Heart of Darkness HTML version

"One evening as I was lying flat on the deck of my steamboat, I heard voices
approaching--and there were the nephew and the uncle strolling along the bank. I laid
my head on my arm again, and had nearly lost myself in a doze, when somebody said
in my ear, as it were: `I am as harmless as a little child, but I don't like to be dictated to.
Am I the manager--or am I not? I was ordered to send him there. It's incredible.' . . . I
became aware that the two were standing on the shore alongside the forepart of the
steamboat, just below my head. I did not move; it did not occur to me to move: I was
sleepy. `It IS unpleasant,' grunted the uncle. `He has asked the Administration to be
sent there,' said the other, `with the idea of showing what he could do; and I was
instructed accordingly. Look at the influence that man must have. Is it not frightful?'
They both agreed it was frightful, then made several bizarre remarks: `Make rain and
fine weather--one man--the Council--by the nose'-- bits of absurd sentences that got the
better of my drowsiness, so that I had pretty near the whole of my wits about me when
the uncle said, `The climate may do away with this difficulty for you. Is he alone there?'
`Yes,' answered the manager; `he sent his assistant down the river with a note to me in
these terms: "Clear this poor devil out of the country, and don't bother sending more of
that sort. I had rather be alone than have the kind of men you can dispose of with me." It
was more than a year ago. Can you imagine such impudence!' `Anything since then?'
asked the other, hoarsely. `Ivory,' jerked the nephew; `lots of it--prime sort--lots--most
annoying, from him.' `And with that?' questioned the heavy rumble. `Invoice,' was the
reply fired out, so to speak. Then silence. They had been talking about Kurtz.
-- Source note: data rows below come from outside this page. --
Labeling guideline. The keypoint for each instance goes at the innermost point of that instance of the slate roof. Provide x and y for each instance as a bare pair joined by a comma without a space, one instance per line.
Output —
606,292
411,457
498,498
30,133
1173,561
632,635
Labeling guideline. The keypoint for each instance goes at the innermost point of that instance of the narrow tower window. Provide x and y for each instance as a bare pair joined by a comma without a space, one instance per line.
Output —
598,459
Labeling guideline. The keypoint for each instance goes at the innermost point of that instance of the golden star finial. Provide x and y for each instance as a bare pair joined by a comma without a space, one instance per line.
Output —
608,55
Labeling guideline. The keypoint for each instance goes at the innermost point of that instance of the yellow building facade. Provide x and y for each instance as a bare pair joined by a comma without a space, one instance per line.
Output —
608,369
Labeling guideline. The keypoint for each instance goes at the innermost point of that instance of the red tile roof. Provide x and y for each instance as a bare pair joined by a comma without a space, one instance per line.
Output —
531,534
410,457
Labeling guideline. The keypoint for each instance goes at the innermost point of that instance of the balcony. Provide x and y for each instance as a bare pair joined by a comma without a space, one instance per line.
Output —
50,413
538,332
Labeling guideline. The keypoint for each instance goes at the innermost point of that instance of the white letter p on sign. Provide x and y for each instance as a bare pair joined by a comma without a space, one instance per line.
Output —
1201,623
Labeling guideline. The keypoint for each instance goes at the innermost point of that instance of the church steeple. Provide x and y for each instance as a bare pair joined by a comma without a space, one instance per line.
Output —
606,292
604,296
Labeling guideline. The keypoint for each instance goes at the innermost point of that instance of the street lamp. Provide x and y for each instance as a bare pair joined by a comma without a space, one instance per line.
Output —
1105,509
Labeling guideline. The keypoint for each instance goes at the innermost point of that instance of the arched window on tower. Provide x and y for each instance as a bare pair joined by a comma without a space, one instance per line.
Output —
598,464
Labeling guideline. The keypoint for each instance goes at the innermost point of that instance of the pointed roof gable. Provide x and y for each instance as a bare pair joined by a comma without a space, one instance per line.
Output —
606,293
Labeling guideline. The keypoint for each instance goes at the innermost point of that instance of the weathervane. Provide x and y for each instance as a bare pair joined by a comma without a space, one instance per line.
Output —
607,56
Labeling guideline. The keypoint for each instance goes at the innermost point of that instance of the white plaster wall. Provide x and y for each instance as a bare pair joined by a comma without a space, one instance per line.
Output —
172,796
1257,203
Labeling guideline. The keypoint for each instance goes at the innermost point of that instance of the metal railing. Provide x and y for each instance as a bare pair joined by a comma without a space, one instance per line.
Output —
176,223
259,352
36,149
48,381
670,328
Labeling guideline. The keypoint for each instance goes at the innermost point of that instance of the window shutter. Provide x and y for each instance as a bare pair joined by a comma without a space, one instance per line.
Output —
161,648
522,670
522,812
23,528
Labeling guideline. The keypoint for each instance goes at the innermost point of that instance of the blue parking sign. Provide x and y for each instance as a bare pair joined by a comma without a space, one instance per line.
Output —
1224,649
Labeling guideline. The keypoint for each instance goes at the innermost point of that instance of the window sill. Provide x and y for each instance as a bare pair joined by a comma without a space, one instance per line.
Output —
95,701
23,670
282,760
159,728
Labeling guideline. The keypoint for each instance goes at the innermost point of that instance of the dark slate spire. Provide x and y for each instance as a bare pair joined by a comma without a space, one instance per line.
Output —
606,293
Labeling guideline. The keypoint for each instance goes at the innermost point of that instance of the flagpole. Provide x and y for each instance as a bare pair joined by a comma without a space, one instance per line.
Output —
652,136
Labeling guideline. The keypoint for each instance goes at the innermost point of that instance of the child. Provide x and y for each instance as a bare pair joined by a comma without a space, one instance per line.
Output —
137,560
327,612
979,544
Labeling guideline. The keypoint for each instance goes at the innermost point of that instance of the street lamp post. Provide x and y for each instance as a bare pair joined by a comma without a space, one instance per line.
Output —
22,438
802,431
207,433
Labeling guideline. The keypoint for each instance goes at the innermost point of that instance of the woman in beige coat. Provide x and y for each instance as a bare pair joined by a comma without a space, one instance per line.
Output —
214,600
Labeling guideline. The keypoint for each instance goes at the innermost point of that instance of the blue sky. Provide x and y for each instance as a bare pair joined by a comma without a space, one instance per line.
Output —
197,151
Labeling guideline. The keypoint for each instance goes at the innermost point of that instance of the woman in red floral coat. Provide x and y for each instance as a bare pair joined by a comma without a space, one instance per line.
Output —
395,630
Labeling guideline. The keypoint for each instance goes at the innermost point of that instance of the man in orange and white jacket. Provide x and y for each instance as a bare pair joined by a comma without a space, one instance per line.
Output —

"I was broad awake by this time, but, lying perfectly at ease, remained still, having no
inducement to change my position. `How did that ivory come all this way?' growled the
elder man, who seemed very vexed. The other explained that it had come with a fleet of
canoes in charge of an English half-caste clerk Kurtz had with him; that Kurtz had
apparently intended to return himself, the station being by that time bare of goods and
stores, but after coming three hundred miles, had suddenly decided to go back, which
he started to do alone in a small dug-out with four paddlers, leaving the half-caste to
continue down the river with the ivory. The two fellows there seemed astounded at
anybody attempting such a thing. They were at a loss for an adequate motive. As to me,
I seemed to see Kurtz for the first time. It was a distinct glimpse: the dug-out, four
paddling savages, and the lone white man turning his back suddenly on the
headquarters, on relief, on thoughts of home--perhaps; setting his face towards the
depths of the wilderness, towards his empty and desolate station. I did not know the
motive. Perhaps he was just simply a fine fellow who stuck to his work for its own sake.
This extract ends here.